Biography:
Professor Mauricio Tenorio is a Gustavus F. and Ann M. Swift Distinguished Service Professor of History, the University of Chicago and the College and Affiliated Professor, Center for Economic Research and Teaching (CIDE) in Mexico City. He has been a scholar for over two decades, including thirteen years at the University of Chicago. Prof. Tenorio received his PhD from Stanford University in 1992.
Book Title: Walking a City's History
Prof. Mauricio Tenorio is a historian of cities and has written several books on the history of such cities as Barcelona, Berlin, and Mexico City, mostly covering the late 19th and early 20th centuries. Based on his previous work, he recently completed Walking a City’s History: Mexico City 1500s-2020s, an ambitious collection of vistas to the history of the Mexican megalopolis. It is, of course, an academic book, but also a book that seek to address a larger readership.
As a historian, and an urban stroller, walking cities has granted Prof. Tenorio a vivid sense of how “to keep going,” which is, after all, what history and life are about. Over the years, he has transmuted, perhaps unduly, urban strolls into history books and essays --as if his profession underwrote the strolling that reveals to him the ideas and the state of mind that, in turn, allow his profession. Thus, Walking a City’s History merges history telling and imaginary and actual walks over Mexico City´s past, from 16th-century Mexico-Tenochtitlan to the present megalopolis.

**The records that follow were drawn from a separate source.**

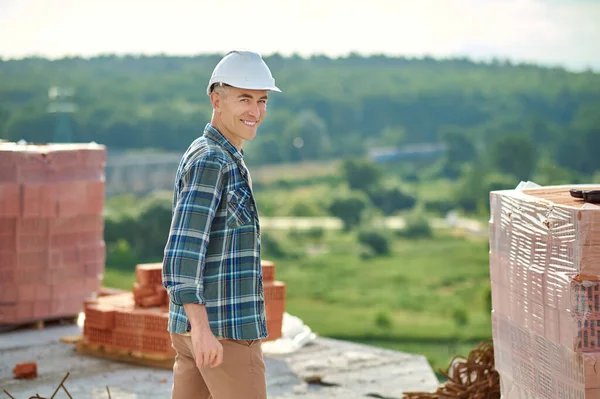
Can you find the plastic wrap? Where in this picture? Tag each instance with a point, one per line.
(545, 274)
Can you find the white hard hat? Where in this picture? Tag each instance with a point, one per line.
(243, 69)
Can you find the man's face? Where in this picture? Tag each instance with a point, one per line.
(240, 112)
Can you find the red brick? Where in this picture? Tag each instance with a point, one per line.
(94, 270)
(129, 320)
(156, 321)
(99, 316)
(95, 195)
(8, 226)
(127, 339)
(8, 313)
(8, 294)
(91, 223)
(59, 241)
(24, 311)
(69, 306)
(42, 309)
(10, 200)
(274, 329)
(43, 292)
(26, 292)
(268, 270)
(71, 198)
(65, 257)
(157, 343)
(97, 336)
(274, 290)
(39, 200)
(22, 275)
(25, 370)
(149, 273)
(275, 309)
(150, 301)
(93, 253)
(93, 157)
(90, 238)
(63, 159)
(33, 173)
(92, 284)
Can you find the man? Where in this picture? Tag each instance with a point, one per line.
(211, 267)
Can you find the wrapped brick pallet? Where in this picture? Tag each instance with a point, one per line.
(136, 322)
(52, 249)
(545, 273)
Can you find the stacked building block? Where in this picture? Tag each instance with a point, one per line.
(52, 249)
(274, 292)
(132, 321)
(137, 321)
(545, 275)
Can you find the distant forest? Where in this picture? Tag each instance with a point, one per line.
(337, 107)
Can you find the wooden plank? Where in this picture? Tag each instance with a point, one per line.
(137, 358)
(39, 324)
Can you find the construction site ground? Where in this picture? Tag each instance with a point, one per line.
(325, 368)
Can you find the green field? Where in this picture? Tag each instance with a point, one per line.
(430, 296)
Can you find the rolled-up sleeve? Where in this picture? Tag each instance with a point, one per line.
(193, 212)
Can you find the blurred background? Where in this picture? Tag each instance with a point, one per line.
(373, 168)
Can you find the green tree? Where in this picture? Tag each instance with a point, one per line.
(349, 208)
(361, 174)
(514, 154)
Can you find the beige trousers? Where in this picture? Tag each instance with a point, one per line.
(241, 375)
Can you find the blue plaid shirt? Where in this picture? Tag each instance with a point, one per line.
(212, 255)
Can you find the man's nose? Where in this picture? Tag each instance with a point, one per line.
(254, 110)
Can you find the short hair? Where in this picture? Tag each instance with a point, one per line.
(219, 88)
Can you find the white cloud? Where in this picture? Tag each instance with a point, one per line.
(550, 31)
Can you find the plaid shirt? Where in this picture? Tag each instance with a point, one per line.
(212, 255)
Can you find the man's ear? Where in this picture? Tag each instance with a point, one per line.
(215, 99)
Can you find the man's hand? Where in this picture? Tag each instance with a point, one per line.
(208, 351)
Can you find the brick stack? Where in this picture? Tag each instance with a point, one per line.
(132, 321)
(52, 249)
(274, 300)
(137, 321)
(545, 274)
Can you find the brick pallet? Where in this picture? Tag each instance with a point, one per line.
(135, 323)
(545, 274)
(52, 249)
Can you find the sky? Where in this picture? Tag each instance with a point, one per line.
(546, 32)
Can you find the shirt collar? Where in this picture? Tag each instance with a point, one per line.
(213, 133)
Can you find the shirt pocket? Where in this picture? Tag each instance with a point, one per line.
(239, 208)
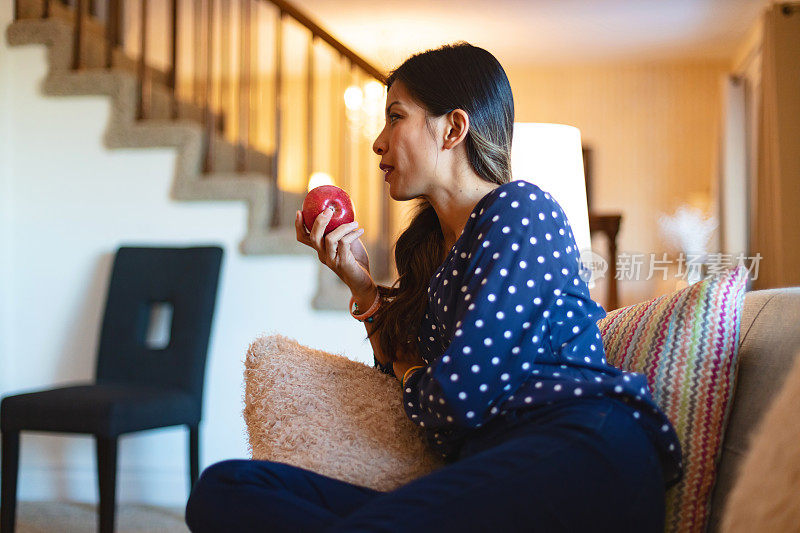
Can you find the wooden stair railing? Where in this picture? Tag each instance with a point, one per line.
(104, 20)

This book, however, seeks to be neither a comprehensive account of such a long and intricate history nor a scholarly debunking of vast historiographies. Simply put, walking and watching guide the book. Whatever else, he tries to document, to imagine, building on his years of teaching and researching the histories of cities with his readerly mind and his street weary feet. The book´s chapters highlight specific moments and vistas extracted from the city´s long life.
They also present different ways of telling the stories, at times suggesting imaginary walks; other times narrating factual walks, and at time simply engaging in personal ruminations charged with the weight of the past and the present.